Friday 25 December 2015

NZ Rail Maps 2015 Review

It seems like a good time to review what progress has been made with this project in 2015 so here we are.

The community of the NZ Rail Maps project changed during the year with a shift to a secret Facebook group to work with the small community of interest that is helping me to develop the project. The Yahoo group was closed down. We did consider a public or closed FB group but the administrative workload is considerable when working with any type of group that has open membership. The NZ Rail Maps FB page was renamed to EnzedTransport and whilst I perhaps should have kept the page with its previous name, this was done because of the change to a FB group instead of a page. 

Due to the change of the type of group from public/closed to secret, a new public interface for the project was needed and therefore this blog was set up, and a significant amount of content from Enzed Transport's blog was migrated to it. However the posts that were from the other blog are still present there, but new content on this blog is not duplicated on the old blog. Articles from both this blog and Enzed Transport are automatically republished to the Facebook page. 

The need for a separate group and other separate structures is largely driven around the fact that this project is considered to be outside the mainstream of the railfan community in NZ and consequently there have been doors closed to me. Nevertheless the FB group does have significant people in it who were chosen due to the contributions they have made to the project and these people have been willing to go outside of their community to make their contributions, which are most appreciated.

Another major change was in the way data is structured in the project and where it is stored online. The data structure has been changed so that all of the Linz Data Service layers are incorporated into the online storage, whereas previously only the layers I had created were online. This means it is easy to make an archive that anyone else can access should that happen in the future. Because Microsoft has made yet another excuse for slashing the amount of OneDrive storage to a measly 5 GB, the online storage has been changed to Google Drive which supports 15 GB. At this stage I do not have a new bitly short URL for the new storage location, but some of the old ones will not work anymore, so older maps URLs at the bottom of each published map will be incorrect.

The main internal change in data structure was made possible because Qgis supports rule-based styles.

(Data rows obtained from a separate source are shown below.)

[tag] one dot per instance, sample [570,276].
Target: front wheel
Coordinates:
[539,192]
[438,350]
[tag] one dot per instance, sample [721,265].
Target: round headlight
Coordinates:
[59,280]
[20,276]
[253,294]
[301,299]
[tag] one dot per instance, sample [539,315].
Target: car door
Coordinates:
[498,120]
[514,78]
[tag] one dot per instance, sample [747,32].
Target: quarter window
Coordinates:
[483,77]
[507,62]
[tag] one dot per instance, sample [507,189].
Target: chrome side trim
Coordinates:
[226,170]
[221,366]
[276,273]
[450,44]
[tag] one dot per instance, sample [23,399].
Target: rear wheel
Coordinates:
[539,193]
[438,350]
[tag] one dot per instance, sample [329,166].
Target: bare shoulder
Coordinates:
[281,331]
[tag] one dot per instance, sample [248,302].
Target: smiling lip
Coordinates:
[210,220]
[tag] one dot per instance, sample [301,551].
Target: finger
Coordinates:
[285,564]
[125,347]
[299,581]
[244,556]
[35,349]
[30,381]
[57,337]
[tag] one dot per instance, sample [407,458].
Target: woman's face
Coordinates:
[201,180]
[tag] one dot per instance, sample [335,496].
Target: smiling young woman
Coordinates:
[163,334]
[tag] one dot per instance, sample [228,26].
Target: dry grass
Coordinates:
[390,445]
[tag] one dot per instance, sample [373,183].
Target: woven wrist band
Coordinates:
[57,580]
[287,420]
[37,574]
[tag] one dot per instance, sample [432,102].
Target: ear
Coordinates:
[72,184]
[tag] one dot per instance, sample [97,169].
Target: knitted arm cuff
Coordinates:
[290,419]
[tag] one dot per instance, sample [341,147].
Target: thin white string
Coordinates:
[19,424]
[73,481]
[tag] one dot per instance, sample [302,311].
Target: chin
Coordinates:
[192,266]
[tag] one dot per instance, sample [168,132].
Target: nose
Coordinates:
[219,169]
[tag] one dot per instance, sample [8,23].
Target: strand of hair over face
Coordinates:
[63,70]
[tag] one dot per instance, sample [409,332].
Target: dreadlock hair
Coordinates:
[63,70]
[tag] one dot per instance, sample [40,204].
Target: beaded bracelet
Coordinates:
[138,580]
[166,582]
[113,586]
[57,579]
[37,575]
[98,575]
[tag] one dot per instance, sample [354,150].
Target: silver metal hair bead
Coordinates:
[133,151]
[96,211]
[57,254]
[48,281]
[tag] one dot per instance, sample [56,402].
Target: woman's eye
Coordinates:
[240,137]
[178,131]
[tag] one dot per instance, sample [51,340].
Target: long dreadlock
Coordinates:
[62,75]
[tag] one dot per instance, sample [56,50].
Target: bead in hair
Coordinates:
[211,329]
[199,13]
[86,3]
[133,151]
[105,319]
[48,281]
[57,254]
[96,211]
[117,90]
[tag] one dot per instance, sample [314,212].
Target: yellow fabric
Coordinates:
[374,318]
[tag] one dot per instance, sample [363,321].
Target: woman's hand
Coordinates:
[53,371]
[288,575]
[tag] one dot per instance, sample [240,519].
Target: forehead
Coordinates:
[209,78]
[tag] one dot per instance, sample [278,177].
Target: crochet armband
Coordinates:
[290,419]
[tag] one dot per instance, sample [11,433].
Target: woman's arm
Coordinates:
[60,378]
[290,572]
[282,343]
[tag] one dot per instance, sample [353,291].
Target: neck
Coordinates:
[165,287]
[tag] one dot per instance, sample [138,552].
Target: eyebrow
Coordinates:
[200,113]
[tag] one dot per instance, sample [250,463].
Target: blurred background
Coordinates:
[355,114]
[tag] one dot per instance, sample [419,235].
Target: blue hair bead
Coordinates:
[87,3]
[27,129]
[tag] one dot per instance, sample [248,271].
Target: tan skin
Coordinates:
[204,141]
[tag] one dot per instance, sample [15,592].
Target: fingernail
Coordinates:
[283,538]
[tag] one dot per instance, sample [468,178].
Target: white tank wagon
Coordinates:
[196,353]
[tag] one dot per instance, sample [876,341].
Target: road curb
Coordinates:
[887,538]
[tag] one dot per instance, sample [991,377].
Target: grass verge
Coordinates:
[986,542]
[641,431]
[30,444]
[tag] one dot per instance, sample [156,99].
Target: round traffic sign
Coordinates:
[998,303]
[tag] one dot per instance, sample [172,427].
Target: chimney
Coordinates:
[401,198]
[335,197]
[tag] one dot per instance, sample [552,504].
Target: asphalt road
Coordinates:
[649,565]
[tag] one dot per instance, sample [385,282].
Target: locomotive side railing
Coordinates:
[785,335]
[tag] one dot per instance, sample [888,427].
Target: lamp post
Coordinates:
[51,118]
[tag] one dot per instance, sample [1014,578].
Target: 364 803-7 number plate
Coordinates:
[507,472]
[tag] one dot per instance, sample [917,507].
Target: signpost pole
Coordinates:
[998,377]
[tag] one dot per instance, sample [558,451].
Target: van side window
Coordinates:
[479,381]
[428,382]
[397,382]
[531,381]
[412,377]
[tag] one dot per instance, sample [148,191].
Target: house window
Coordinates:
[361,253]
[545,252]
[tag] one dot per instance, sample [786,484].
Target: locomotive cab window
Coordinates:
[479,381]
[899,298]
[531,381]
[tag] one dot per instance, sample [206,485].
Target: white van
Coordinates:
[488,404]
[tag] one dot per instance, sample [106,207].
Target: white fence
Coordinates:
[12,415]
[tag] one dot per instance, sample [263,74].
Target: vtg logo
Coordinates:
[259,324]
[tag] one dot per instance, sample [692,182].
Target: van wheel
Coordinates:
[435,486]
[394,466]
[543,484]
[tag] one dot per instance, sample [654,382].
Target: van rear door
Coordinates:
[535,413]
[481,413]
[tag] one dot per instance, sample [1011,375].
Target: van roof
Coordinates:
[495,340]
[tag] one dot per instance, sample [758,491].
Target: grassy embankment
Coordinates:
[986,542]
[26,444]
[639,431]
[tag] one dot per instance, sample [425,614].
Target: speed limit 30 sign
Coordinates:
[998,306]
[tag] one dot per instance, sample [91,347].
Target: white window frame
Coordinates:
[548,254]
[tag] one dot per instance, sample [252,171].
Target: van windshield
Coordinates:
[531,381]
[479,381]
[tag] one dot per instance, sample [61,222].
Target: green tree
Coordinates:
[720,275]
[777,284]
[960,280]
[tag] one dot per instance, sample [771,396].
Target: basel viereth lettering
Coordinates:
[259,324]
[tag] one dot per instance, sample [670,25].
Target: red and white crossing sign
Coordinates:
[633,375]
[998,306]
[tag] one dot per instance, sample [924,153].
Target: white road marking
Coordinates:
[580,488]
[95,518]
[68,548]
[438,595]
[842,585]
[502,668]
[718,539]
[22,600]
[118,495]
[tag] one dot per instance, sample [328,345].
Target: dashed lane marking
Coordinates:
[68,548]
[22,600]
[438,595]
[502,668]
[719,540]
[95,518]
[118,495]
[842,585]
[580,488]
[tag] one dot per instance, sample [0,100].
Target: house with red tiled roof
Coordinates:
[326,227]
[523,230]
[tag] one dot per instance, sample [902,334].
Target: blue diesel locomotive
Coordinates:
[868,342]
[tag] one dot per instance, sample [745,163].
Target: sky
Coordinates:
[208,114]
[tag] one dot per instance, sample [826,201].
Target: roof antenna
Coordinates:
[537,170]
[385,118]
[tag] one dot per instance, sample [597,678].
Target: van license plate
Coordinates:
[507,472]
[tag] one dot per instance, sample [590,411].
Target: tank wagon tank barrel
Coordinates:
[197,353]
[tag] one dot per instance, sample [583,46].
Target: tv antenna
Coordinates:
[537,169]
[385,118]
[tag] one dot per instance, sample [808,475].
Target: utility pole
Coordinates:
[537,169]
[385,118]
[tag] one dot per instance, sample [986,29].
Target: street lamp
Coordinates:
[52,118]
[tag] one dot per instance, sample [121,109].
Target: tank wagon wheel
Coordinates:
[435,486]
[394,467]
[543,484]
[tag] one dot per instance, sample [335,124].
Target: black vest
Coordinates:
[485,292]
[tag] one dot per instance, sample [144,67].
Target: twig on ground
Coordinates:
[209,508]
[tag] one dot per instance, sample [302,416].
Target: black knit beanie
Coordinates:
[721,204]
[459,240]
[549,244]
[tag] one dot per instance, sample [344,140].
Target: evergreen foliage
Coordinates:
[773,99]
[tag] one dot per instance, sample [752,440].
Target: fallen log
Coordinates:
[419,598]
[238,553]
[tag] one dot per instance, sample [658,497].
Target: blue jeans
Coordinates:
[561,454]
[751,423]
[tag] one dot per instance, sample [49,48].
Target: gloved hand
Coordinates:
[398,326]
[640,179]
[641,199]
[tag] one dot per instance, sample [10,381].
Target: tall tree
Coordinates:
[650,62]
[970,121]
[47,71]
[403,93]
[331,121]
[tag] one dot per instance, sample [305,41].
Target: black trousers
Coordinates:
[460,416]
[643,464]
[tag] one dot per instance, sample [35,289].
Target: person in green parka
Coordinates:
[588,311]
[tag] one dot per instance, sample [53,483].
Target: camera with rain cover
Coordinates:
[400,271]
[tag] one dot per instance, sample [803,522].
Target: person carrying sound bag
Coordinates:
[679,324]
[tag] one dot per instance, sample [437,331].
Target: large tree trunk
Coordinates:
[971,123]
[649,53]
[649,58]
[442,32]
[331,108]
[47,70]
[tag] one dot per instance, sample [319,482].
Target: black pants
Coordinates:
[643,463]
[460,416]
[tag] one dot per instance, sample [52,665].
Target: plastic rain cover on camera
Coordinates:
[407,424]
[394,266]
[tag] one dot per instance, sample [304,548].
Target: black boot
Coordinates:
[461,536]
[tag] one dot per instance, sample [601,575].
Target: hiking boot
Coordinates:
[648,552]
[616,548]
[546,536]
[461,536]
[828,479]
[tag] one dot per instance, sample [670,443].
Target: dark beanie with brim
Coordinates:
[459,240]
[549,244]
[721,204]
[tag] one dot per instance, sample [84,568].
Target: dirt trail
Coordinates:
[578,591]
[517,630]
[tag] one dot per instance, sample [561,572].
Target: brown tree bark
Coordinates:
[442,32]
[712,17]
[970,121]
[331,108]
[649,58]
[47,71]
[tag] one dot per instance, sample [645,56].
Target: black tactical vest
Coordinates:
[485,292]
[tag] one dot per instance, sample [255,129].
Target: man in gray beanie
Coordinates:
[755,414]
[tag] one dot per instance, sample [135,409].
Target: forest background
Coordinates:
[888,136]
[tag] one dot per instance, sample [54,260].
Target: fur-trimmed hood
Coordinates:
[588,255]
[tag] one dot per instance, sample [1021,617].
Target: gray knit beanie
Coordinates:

What is a style you may ask? A style is simply the visual representation of the stored map data on a map. For example a railway station location in the system I use is shown as a number of different square or circular symbols. The exact symbols used are styles. When you create a shapefile to hold data then you have to have a way of structuring the data so that the correct style is displayed for each item in the file. The easiest way to do this when I first started the project was to have a separate data layer for each style, for example if there were six types of station there would be six different layers. Having a rule based style means I have an extra column of data in the table that stores the style code for each item. This means there are now far fewer data layers in each project but it has meant a lot of work to migrate the data from the old layers to new and in a number of projects this is still ongoing.

For the projects, the major works being done this year have revolved around the relatively cheaply available Archives New Zealand collection of contact prints of the NZ Aerial Mapping overhead coverage that was used by Lands and Survey to create their older map series. Having discovered this I have used it in several applications, most notably for the Otago Central Railway, especially the Cromwell Gorge. Although ANZ increased their prices at the middle of the year it is still a good resource and I am continuing with the rest of the line back towards Wingatui. In the fourth quarter of the year work had to stop due to other commitments but it will be resumed towards the end of January.

The idea of publishing volumes of maps online has also been canvassed and if this goes ahead then the Otago Central Railway volume (Volume 18) of the maps project will be the first such volume produced. Since the maps themselves will not be finished until sometime in 2016 at the earliest, producing the volume (via CreateSpace) could possibly happen towards the end of the year and would mark the official public launch of the project. The Cromwell Gorge subject in particular would likely be attended by publication in NZ Railfan magazine as part of that official launch. In saying that there will be an official launch, it is expected like most aspects of this project to be low-key and mainly an online event as our community is small and scattered. 

In recent weeks the main focus has been with the Canterbury-Westland and Nelson-Marlborough maps, mainly to get the Main North Line maps which were one of the oldest series published, up to date with the current styles used and bridge and km post numberings have been added from a new source, the Kiwirail ALCAM GIS maps. The CW project is still being migrated to the new layer structure mentioned above. During the year I also switched computers at home to have a computer with three screens available for the work and in the process reorganised the disk storage so that has also disrupted the migration but everything is coming together pretty well now.

In 2016 therefore work will continue in the foreground on the Otago Central project in particular and there will be some smaller scale work in other areas as time permits.